Bump version to 1.1.0, update README for 3-way ensemble, fix license format

ringger · claude · ringger · commit 8e8265326933 · 2026-02-25T15:58:22.000-07:00
- Update README: 3-way default, anti-hallucination flags, distil-large-v3,
  A/B/C adjudication, Distil-Whisper acknowledgment
- Bump version to 1.1.0 in pyproject.toml and __init__.py (were inconsistent)
- Fix license field to SPDX string format (was deprecated table format)

Co-Authored-By: Claude Opus 4.6 &lt;noreply@anthropic.com&gt;
diff --git a/README.md b/README.md
@@ -12,8 +12,8 @@ The approach applies principles from [textual criticism](https://en.wikipedia.or
 
 - **Critical text merging**: Combines 2–3+ transcript sources into the most accurate version using blind, anonymous presentation to an LLM — no source receives preferential treatment
 - **wdiff-based alignment**: Uses longest common subsequence alignment (via `wdiff`) to keep chunks properly aligned across sources of different lengths, replacing naive proportional slicing
-- **Multi-model Whisper ensembling**: Runs multiple Whisper models (e.g., small + medium) and resolves disagreements via LLM
-- **Hallucination detection**: Automatically detects and collapses Whisper repetition loops (e.g., a phrase repeated 60+ times) in both raw outputs and merged transcripts
+- **Multi-model Whisper ensembling**: Runs multiple Whisper models (default: small + medium + distil-large-v3) and resolves disagreements via LLM with anonymous A/B/C labels
+- **Anti-hallucination**: Whisper runs use `condition_on_previous_text=False` and other flags to prevent cascading hallucination; residual repetition loops are automatically detected and collapsed
 - **External transcript support**: Merges in human-edited transcripts (e.g., from publisher websites) as an additional source
 - **Structured transcript preservation**: When external transcripts have speaker labels and timestamps, the merged output preserves that structure
 - **Slide extraction and analysis**: Automatic scene detection for presentation slides, with optional vision API descriptions
@@ -125,8 +125,8 @@ transcribe-critic "https://youtube.com/watch?v=..." --analyze-slides
 # Custom output directory
 transcribe-critic "https://youtube.com/watch?v=..." -o ./my_transcript
 
-# Use specific Whisper models
-transcribe-critic "https://youtube.com/watch?v=..." --whisper-models large
+# Use specific Whisper models (default: small,medium,distil-large-v3)
+transcribe-critic "https://youtube.com/watch?v=..." --whisper-models medium,distil-large-v3
 
 # Use a different local model
 transcribe-critic "https://youtube.com/watch?v=..." --local-model llama3.3
@@ -163,6 +163,8 @@ output_dir/
 ├── whisper_small.json             # Whisper small with timestamps
 ├── whisper_medium.txt             # Whisper medium transcript
 ├── whisper_medium.json            # Whisper medium with timestamps
+├── whisper_distil-large-v3.txt    # Whisper distil-large-v3 transcript
+├── whisper_distil-large-v3.json   # Whisper distil-large-v3 with timestamps
 ├── whisper_merged.txt             # Merged from multiple Whisper models via adjudication
 ├── diarization.json              # Speaker segments (if --diarize)
 ├── diarization_segmentation.npy  # Cached segmentation (if --diarize)
@@ -190,7 +192,7 @@ Optional stages are skipped based on flags.
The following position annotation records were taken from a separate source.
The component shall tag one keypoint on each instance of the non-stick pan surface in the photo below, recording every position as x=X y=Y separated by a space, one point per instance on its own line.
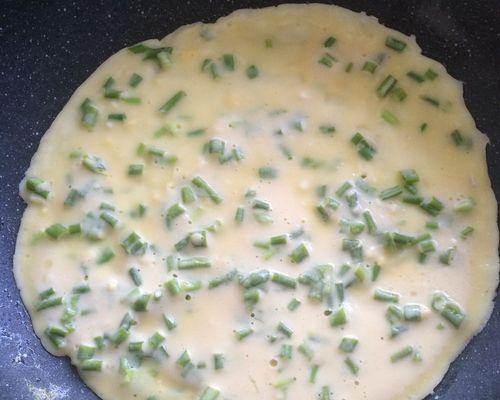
x=48 y=48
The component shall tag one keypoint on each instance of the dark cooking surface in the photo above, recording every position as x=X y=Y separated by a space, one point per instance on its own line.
x=48 y=48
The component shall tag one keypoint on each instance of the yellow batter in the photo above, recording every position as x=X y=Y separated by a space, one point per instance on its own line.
x=291 y=203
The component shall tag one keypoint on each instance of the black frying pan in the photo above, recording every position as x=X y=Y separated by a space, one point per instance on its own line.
x=48 y=48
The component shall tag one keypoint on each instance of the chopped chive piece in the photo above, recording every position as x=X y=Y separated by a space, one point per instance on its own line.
x=135 y=275
x=252 y=72
x=170 y=322
x=401 y=354
x=172 y=102
x=255 y=278
x=268 y=173
x=239 y=216
x=432 y=206
x=386 y=295
x=447 y=256
x=294 y=304
x=415 y=76
x=339 y=317
x=106 y=254
x=135 y=80
x=370 y=222
x=327 y=60
x=389 y=117
x=218 y=361
x=194 y=263
x=431 y=100
x=285 y=330
x=261 y=205
x=48 y=303
x=38 y=186
x=343 y=189
x=90 y=113
x=395 y=44
x=209 y=393
x=91 y=365
x=375 y=272
x=56 y=231
x=243 y=333
x=135 y=347
x=389 y=193
x=208 y=189
x=467 y=231
x=141 y=304
x=187 y=195
x=370 y=66
x=286 y=352
x=94 y=164
x=134 y=244
x=85 y=352
x=155 y=340
x=348 y=344
x=430 y=74
x=329 y=42
x=306 y=351
x=386 y=86
x=117 y=117
x=313 y=373
x=353 y=367
x=284 y=280
x=354 y=247
x=45 y=294
x=109 y=218
x=228 y=61
x=299 y=254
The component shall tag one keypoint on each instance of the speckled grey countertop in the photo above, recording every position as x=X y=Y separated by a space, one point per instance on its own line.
x=50 y=47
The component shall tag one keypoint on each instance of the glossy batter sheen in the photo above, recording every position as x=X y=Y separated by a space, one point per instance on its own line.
x=274 y=107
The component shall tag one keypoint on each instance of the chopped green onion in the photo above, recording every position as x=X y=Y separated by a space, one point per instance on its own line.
x=339 y=317
x=386 y=295
x=135 y=80
x=353 y=367
x=194 y=263
x=172 y=102
x=106 y=254
x=56 y=231
x=395 y=44
x=38 y=186
x=299 y=254
x=268 y=173
x=208 y=189
x=243 y=333
x=348 y=344
x=252 y=72
x=293 y=304
x=228 y=61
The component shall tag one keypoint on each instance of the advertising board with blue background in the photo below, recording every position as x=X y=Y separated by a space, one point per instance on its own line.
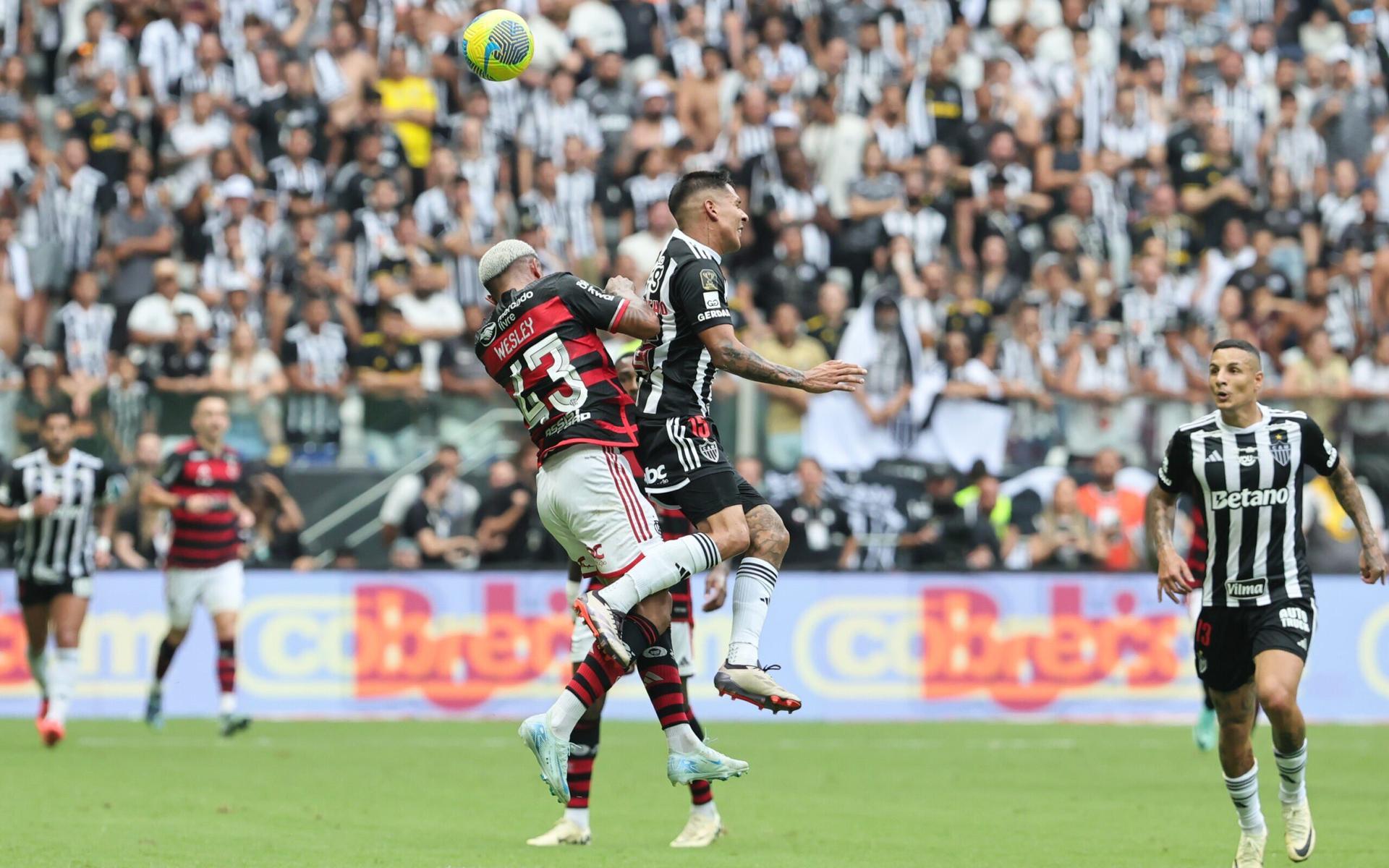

Stage numbers are fixed regardless o
 |-------|-----------|------|----------|
 | [1] Download media | `download` | yt-dlp | No |
 | [2] Transcribe audio | `transcribe` | mlx-whisper | No |
-| [2b] Whisper ensemble | `ensemble` | LLM + wdiff | Yes (on by default with 2+ models) |
+| [2b] Whisper ensemble | `ensemble` | LLM + wdiff | Yes (on by default with 2+ models; default: 3 models) |
 | [2c] Speaker diarization | `diarize` | pyannote.audio | Yes (`--diarize`) |
 | [3] Extract slides | `slides` | ffmpeg | Yes (skipped with `--no-slides` / `--podcast`) |
 | [4] Analyze slides with vision | `slides` | LLM + vision | Yes (`--analyze-slides`) |
@@ -247,13 +249,14 @@ Each source alone gets some things right and others wrong. Whisper hallucinates
 
 ### Multi-Model Whisper Merging
 
-When using multiple Whisper models (default: `small,medium`):
+When using multiple Whisper models (default: `small,medium,distil-large-v3`):
 
-1. Runs each model independently
-2. Uses `wdiff` to identify specific word-level differences (normalized: no caps, no punctuation)
-3. Clusters nearby differences and presents each cluster to an LLM with anonymous labels ("A" / "B") and surrounding context
-4. The LLM picks A or B for each disagreement — constrained to choose between actual transcriptions, preventing hallucinated text
-5. Chosen readings are surgically applied to the base transcript, leaving uncontested regions untouched
+1. Runs each model independently with anti-hallucination flags
+2. Uses `wdiff` to identify specific word-level differences between each non-base model and the base (largest model)
+3. For 3+ models, merges pairwise diffs at the same positions into unified diffs with per-model readings
+4. Clusters nearby differences and presents each cluster to an LLM with anonymous labels (A/B or A/B/C) and surrounding context — model names are never revealed
+5. The LLM picks a letter for each disagreement — constrained to choose between actual transcriptions, preventing hallucinated text
+6. Chosen readings are surgically applied to the base transcript, leaving uncontested regions untouched
 
 This targeted diff resolution avoids the problems of full-text rewriting (chunk-boundary duplication, errors in uncontested regions, wasted tokens). The implementation runs Whisper-vs-Whisper adjudication first to produce a single merged Whisper witness (`whisper_merged.txt`), which then enters the multi-source merge alongside captions and external transcripts.
 
@@ -285,7 +288,7 @@ Every stage checks `is_up_to_date(output, *inputs)` — if the output file is ne
 ESTIMATED API COSTS
 ==================================================
   Source merging: 3 sources × 59 chunks = $1.03
-  Whisper ensemble: 2 models × 98 clusters = $0.72
+  Whisper ensemble: 3 models × 98 clusters = $0.72
 
   TOTAL: $1.95 (estimate)
 ==================================================
@@ -366,6 +369,7 @@ MIT
 ## Acknowledgments
 
 - [OpenAI Whisper](https://github.com/openai/whisper) — Speech recognition
+- [Distil-Whisper](https://github.com/huggingface/distil-whisper) — Distilled large-v3 model (faster, fewer hallucinations)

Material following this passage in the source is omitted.